“Everything in Christianity is some kind of anticipation of something that is to be at the end of the world.”
— John Wesley (1703 – 1791)
Reality. What does that term mean to you? For the purposes of this little piece I want us to focus, initially, on reality being the physical life we live in: the world, the universe, everything we can touch or see.
Reality is a marvellous thing, transcending mere concept. It breaks through the nebulous and convinces us it must be believed in. Our senses testify to what we cannot deny!

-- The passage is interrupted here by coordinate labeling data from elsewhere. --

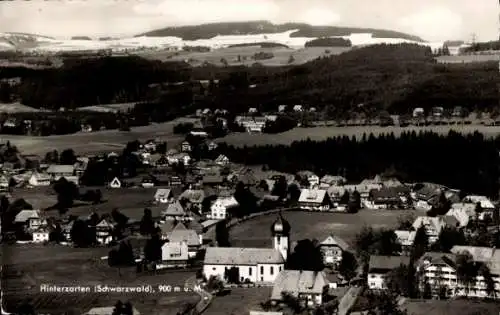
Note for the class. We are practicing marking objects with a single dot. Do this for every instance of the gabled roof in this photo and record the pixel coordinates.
(53, 168)
(175, 209)
(298, 282)
(25, 215)
(312, 195)
(387, 262)
(332, 240)
(242, 256)
(163, 193)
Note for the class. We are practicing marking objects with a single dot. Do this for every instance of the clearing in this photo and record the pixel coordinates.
(315, 225)
(322, 133)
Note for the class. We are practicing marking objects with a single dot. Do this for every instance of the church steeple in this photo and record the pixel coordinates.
(281, 235)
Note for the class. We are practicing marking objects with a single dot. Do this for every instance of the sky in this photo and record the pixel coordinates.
(433, 20)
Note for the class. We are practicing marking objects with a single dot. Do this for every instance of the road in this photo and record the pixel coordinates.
(348, 300)
(205, 297)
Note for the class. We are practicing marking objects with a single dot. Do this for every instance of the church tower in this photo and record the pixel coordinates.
(281, 236)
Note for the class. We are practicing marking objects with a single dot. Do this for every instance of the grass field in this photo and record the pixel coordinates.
(27, 267)
(281, 55)
(456, 307)
(315, 225)
(322, 133)
(239, 302)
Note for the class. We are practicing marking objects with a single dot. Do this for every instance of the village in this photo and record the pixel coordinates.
(196, 195)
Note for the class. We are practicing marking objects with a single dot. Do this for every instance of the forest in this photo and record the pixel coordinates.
(394, 78)
(466, 162)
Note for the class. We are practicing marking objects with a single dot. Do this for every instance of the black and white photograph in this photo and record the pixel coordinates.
(250, 157)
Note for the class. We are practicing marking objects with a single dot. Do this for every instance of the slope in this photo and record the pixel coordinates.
(207, 31)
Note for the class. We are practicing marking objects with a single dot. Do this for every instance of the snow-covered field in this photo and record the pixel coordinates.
(41, 44)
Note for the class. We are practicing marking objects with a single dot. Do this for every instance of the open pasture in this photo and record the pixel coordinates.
(281, 55)
(239, 301)
(315, 225)
(322, 133)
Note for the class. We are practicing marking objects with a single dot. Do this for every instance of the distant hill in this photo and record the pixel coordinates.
(206, 31)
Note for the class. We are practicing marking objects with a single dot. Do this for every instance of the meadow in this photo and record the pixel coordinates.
(315, 225)
(281, 55)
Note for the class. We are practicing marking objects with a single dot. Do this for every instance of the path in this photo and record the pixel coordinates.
(205, 297)
(348, 300)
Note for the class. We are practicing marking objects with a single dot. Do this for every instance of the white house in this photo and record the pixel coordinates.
(258, 265)
(39, 179)
(221, 206)
(163, 195)
(174, 254)
(380, 266)
(41, 234)
(115, 183)
(314, 199)
(308, 286)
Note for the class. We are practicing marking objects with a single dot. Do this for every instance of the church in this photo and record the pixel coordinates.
(257, 265)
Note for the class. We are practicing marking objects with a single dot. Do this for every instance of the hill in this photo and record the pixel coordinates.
(207, 31)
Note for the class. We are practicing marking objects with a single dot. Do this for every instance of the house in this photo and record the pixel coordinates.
(104, 230)
(380, 266)
(282, 108)
(331, 180)
(163, 195)
(405, 239)
(174, 211)
(464, 212)
(309, 287)
(186, 146)
(39, 179)
(418, 112)
(41, 234)
(174, 254)
(222, 160)
(257, 265)
(29, 219)
(182, 234)
(115, 183)
(107, 310)
(4, 183)
(58, 171)
(219, 210)
(314, 199)
(332, 248)
(384, 198)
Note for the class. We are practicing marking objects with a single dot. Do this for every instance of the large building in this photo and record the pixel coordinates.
(257, 265)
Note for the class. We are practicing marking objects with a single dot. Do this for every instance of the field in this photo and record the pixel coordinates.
(239, 301)
(281, 55)
(315, 225)
(457, 307)
(467, 58)
(322, 133)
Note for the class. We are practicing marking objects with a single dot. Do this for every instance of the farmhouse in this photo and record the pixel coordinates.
(332, 248)
(380, 266)
(39, 179)
(314, 199)
(163, 195)
(58, 171)
(29, 219)
(308, 286)
(258, 265)
(174, 254)
(220, 208)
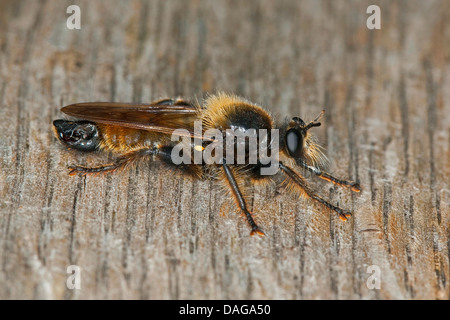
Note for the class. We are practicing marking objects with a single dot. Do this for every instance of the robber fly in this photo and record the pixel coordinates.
(136, 132)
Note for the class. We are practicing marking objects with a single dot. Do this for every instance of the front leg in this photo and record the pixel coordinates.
(326, 176)
(240, 200)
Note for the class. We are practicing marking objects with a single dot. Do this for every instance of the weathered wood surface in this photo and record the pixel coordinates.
(152, 234)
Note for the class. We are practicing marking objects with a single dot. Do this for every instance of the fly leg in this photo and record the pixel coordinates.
(300, 183)
(240, 200)
(326, 176)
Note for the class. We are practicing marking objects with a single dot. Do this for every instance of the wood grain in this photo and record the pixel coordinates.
(152, 234)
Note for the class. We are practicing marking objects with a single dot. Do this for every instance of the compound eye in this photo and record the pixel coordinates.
(294, 143)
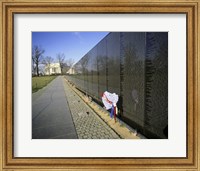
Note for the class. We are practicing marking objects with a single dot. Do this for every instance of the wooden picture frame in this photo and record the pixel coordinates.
(10, 7)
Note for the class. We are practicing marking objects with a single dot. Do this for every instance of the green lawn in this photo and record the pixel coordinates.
(40, 82)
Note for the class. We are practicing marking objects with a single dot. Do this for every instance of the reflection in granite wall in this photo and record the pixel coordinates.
(113, 62)
(156, 106)
(135, 66)
(102, 66)
(133, 54)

And, yet, despite the incontrovertible nature of reality, we know there’s more. Our hearts tell us, for God set it there. That there is more than reality, however, is a reality we must believe by faith, for we cannot perceive it with human senses. When belief surpasses doubt and we bring God into matters of ‘reality’ then we really do start to live what Wesley said above.
Our faith can be envisaged as our desire to meet with the cosmic God, because we see that reality is not all there is.
Indeed, the more we believe, the more God breaks through past the distractions of this world, impressing His loving faithful Self on us through His Spirit.
God may be thought of as the cosmic order of things. And that reality at the end of the world — whether by death, rapture or some other meeting with God — speaks ever more urgently into our reality.
Death compels us to think of what’s coming, and faith reconciles difficult matters for us. The more we follow Jesus, the more the Father moves toward us by His Spirit. And our lives are enlivened and enriched as a result. This is the abundant life.
God reaches down and through into our lives. Eternity beckons. The end of the world. Now, next Thursday or five million years away matters little. The point is it’s inevitable. God wins. And in God winning, every believer, too, wins.
And still there is great sadness, for the reality we’ve been blessed to enjoy is coming to its end. Or perhaps it’s an all-surpassing joy, finally peace.
A bittersweet prospect. Who can comprehend it? Fortunately, comprehension is not the point. Which is: living now and hoping for then.